Home-page: https://github.com/Alex-ardashev/cheer_lib
Author: Aleksei Ardashev
Author-email: alek-ardashev@yandex.ru
Classifier: Programming Language :: Python :: 3
Classifier: License :: OSI Approved :: MIT License
Classifier: Operating System :: OS Independent
Requires-Python: >=3.7
Description-Content-Type: text/markdown
Requires-Dist: python-dotenv>=0.19.0
Dynamic: author
Dynamic: author-email
Dynamic: classifier
Dynamic: description
Dynamic: description-content-type
Dynamic: home-page
Dynamic: requires-dist
Dynamic: requires-python
Dynamic: summary

# AI Cheerish

AI Cheerish is a lightweight Python library designed to enhance your AI chatbot's performance by injecting motivational and inspirational messages into conversation prompts. It integrates seamlessly with your existing AI client and automatically logs interactions for improved debugging and analysis.

## Key Features

- **Prompt Enhancement:** Automatically inject a custom "human nature" message on the first interaction and add motivational notes periodically (every nth message, as set in your configuration).
- **Easy Integration:** Works with any AI client that follows a conversational API pattern.
- **Logging:** Records conversation details including timestamps, original messages, enhanced prompts, and AI responses in a CSV file.

## Installation

Install the package via pip:

pip install ai-cheerish

## Usage Example

from ai_cheerish import Cheerish

def dummy_get_response(messages):
    return "Dummy response: " + messages[0]["content"]

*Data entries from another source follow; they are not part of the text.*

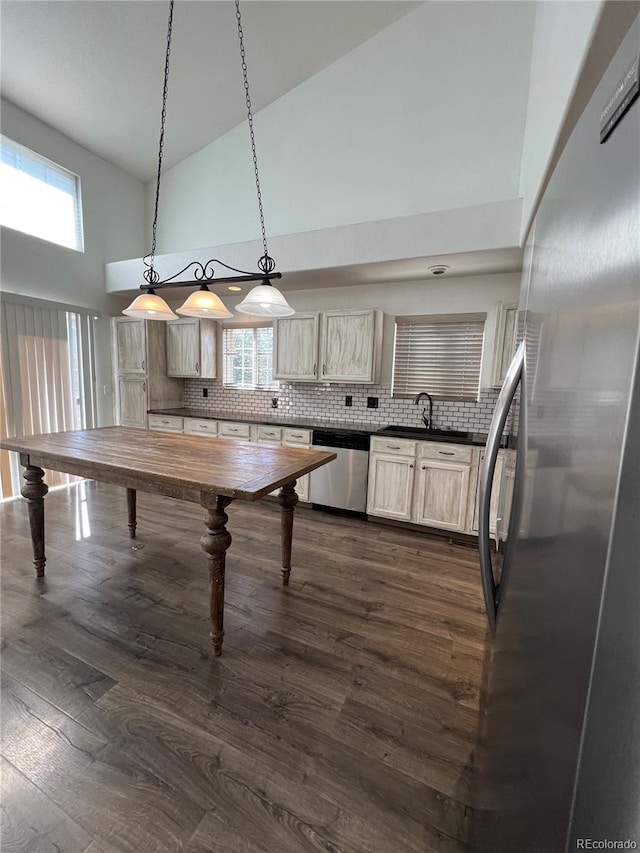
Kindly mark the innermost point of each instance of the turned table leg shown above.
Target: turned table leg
(287, 500)
(131, 512)
(215, 543)
(34, 491)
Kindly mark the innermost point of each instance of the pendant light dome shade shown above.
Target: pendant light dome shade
(265, 300)
(204, 303)
(150, 306)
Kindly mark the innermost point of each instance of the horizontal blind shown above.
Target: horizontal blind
(440, 354)
(248, 357)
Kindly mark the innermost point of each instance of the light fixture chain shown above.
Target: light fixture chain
(251, 132)
(161, 142)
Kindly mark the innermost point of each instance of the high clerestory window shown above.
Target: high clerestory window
(38, 197)
(440, 354)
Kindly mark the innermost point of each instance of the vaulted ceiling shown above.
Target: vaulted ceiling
(93, 69)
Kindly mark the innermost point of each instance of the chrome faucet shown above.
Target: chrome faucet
(427, 421)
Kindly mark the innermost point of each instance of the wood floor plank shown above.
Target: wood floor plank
(341, 717)
(31, 823)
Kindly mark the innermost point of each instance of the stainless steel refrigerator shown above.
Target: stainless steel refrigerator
(559, 756)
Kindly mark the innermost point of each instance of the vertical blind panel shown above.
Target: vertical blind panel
(438, 355)
(47, 378)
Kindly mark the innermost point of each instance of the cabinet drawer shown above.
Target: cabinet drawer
(267, 433)
(195, 426)
(168, 423)
(229, 429)
(453, 452)
(297, 436)
(393, 445)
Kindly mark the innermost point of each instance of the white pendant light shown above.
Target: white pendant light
(204, 303)
(265, 300)
(150, 306)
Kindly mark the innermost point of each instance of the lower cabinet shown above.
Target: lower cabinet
(441, 494)
(422, 482)
(390, 486)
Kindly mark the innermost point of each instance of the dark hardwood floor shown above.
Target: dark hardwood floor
(341, 716)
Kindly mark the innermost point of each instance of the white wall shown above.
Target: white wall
(562, 36)
(432, 296)
(428, 115)
(114, 227)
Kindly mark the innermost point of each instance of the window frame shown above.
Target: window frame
(406, 381)
(33, 164)
(273, 385)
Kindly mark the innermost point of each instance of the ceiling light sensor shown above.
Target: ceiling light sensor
(438, 269)
(264, 300)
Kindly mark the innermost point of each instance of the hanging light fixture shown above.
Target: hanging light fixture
(264, 300)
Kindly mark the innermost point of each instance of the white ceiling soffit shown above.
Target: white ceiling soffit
(93, 69)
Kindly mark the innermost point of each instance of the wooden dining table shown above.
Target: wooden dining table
(209, 471)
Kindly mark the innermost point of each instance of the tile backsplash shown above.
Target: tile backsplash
(326, 402)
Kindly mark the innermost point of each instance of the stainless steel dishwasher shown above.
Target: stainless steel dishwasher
(342, 484)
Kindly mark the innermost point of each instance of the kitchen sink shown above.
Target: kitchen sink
(423, 432)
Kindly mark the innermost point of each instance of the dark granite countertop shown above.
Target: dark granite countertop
(284, 419)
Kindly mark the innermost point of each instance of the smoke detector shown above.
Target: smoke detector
(438, 269)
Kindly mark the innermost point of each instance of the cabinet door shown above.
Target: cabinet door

# Pass the function directly instead of creating a class instance.
cheerish = Cheerish(dummy_get_response)

response = cheerish("Hello, how are you?")
print(response)



## How It Works

1. **Message Enhancement:** 
   - On the first user message, the library can prepend a configured "human_nature" note.
   - Every nth message (by default, every 3rd message—modifiable via the `motivational_frequency` setting) gets an additional motivational note injected.
2. **Single API Call:** 
   - Instead of sending separate system and user messages, the system note is prepended directly to the user's message.
3. **Logging:** 
   - Each interaction is logged in a CSV file (`chat_logs.csv`) for later review or debugging.

## License

This project is licensed under the MIT License.